The post-Mao political order was ushered in at the Eleventh National Party Congress in August of 1977. The congress proclaimed the formal end of the Cultural Revolution, placing the blame for it on the "Gang of Four," led by Jiang Qing, Mao’s widow. By December of 1978, Deng Xiaoping, known as a moderate, successfully consolidated his leadership of the Party, and launched a reform program known as "The Four Modernizations." By developing technological expertise in the fields of agriculture, industry, science, and defense, China hoped to emerge as a modern industrial state by the century’s end. Alongside these reform measures, a popular movement emerged in 1978-1989 calling for a "fifth modernization," namely democracy. A "Democracy Wall" emerged in Beijing where, for a period, people freely posted their ideas, testimonies of past injustices and insufferable hardships, and criticisms of party hardliners. The wall was subsequently abolished and the leaders of the movement arrested.

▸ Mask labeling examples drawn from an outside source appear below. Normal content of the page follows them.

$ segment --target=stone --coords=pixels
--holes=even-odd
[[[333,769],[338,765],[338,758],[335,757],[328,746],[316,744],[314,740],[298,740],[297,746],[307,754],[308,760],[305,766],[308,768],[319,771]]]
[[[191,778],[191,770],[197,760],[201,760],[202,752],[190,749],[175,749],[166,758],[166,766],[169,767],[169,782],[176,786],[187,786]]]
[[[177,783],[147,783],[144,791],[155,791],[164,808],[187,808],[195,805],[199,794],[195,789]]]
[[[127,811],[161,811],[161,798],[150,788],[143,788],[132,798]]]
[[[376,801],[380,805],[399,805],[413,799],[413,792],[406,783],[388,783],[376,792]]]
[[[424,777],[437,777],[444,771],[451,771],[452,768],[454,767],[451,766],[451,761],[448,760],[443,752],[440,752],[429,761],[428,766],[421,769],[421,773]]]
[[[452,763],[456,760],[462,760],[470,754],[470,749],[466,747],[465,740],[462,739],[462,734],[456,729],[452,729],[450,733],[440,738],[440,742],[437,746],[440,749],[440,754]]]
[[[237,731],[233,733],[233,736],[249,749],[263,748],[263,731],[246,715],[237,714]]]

Calls for the furthering of democratic reforms and a greater tolerance of expressive freedom by China’s intellectuals and students culminated in the 1989 demonstrations in Tiananmen Square, Beijing.

Almost a Revolution is a memoir of China's democracy movement and the June 1989 Tiananmen Square Incident as seen through the eyes of student leader, Shen Tong. As an organizer of the "dialogue delegation," whose goal was to negotiate with the government, Shen offers an insider's record of the day-to-day decisions that led up to the events of June 4, 1989. This book highlights the bold aspirations, hopes, and political motivations of a new generation of Chinese who protested the restraints imposed by their country's government.